Veracruz-Style Fish Soup
- Ready In:
- 7hrs
- Ingredients:
- 16
- Serves:
-
8
ingredients
- 4 corn tortillas, cut into thin strips (6 inch tortillas)
- 2 tablespoons vegetable oil
- 1 medium onion, finely chopped
- 2 garlic cloves, minced
- 1 jalapeno pepper, seeded and finely chopped
- 2 medium red bell peppers, finely chopped
- 1 teaspoon ground cumin
- 1 teaspoon dried oregano
- 1 (12 ounce) bottle Corona beer (or other light Mexican beer)
- 1 (28 ounce) can chopped tomatoes with juice
- 1 (8 ounce) bottle clam juice
- 1 lb sea bass fillet, cut into 1-inch chunks (or halibut, red snapper fillets)
- 2 cups cooked long-grain rice
- 1⁄2 cup finely chopped fresh cilantro
- salt
- fresh ground black pepper
directions
- Place the tortillas in the bottom of the insert of a 5-7 quart slow cooker.
- Heat the oil in a large skillet over med-high heat.
- Add the onion, garlic, jalapeno, bell peppers, cumin, and oregano and saute until the vegetables are softened, about 5 minutes.

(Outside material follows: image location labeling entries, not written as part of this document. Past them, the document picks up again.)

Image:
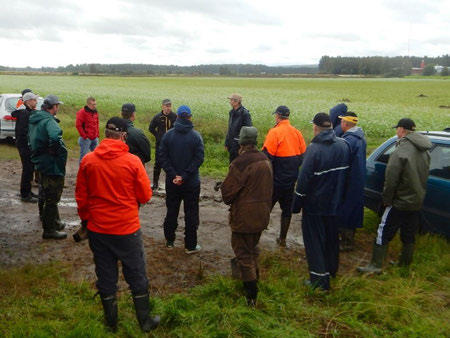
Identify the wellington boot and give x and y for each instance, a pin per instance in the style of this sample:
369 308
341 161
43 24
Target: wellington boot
284 227
407 254
109 303
142 307
376 263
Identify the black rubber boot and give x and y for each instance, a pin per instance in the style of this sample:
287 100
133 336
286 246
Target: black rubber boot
252 292
109 303
376 263
284 227
407 254
142 307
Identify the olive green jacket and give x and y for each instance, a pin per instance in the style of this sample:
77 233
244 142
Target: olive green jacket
407 173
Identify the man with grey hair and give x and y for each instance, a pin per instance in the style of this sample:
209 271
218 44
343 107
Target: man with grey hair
239 116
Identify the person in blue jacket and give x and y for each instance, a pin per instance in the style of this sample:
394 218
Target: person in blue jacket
321 187
351 213
182 153
335 112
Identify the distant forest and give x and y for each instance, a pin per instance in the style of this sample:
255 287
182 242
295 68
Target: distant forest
370 65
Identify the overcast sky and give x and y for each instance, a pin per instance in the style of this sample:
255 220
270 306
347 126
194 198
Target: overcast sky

- Deglaze the pan with the beer, scraping up any browned bits from the bottom of the skillet.
- Transfer the contents of the skillet to the slow cooker and stir to combine with the tortillas.
- Stir in the tomatoes and clam juice.
- Cover and cook on LOW for 4-5 hours.
- Stir in the fish, rice, and cilantro; cook for 1 hour, until the fish is cooked through.
- Season to taste with salt and pepper before serving.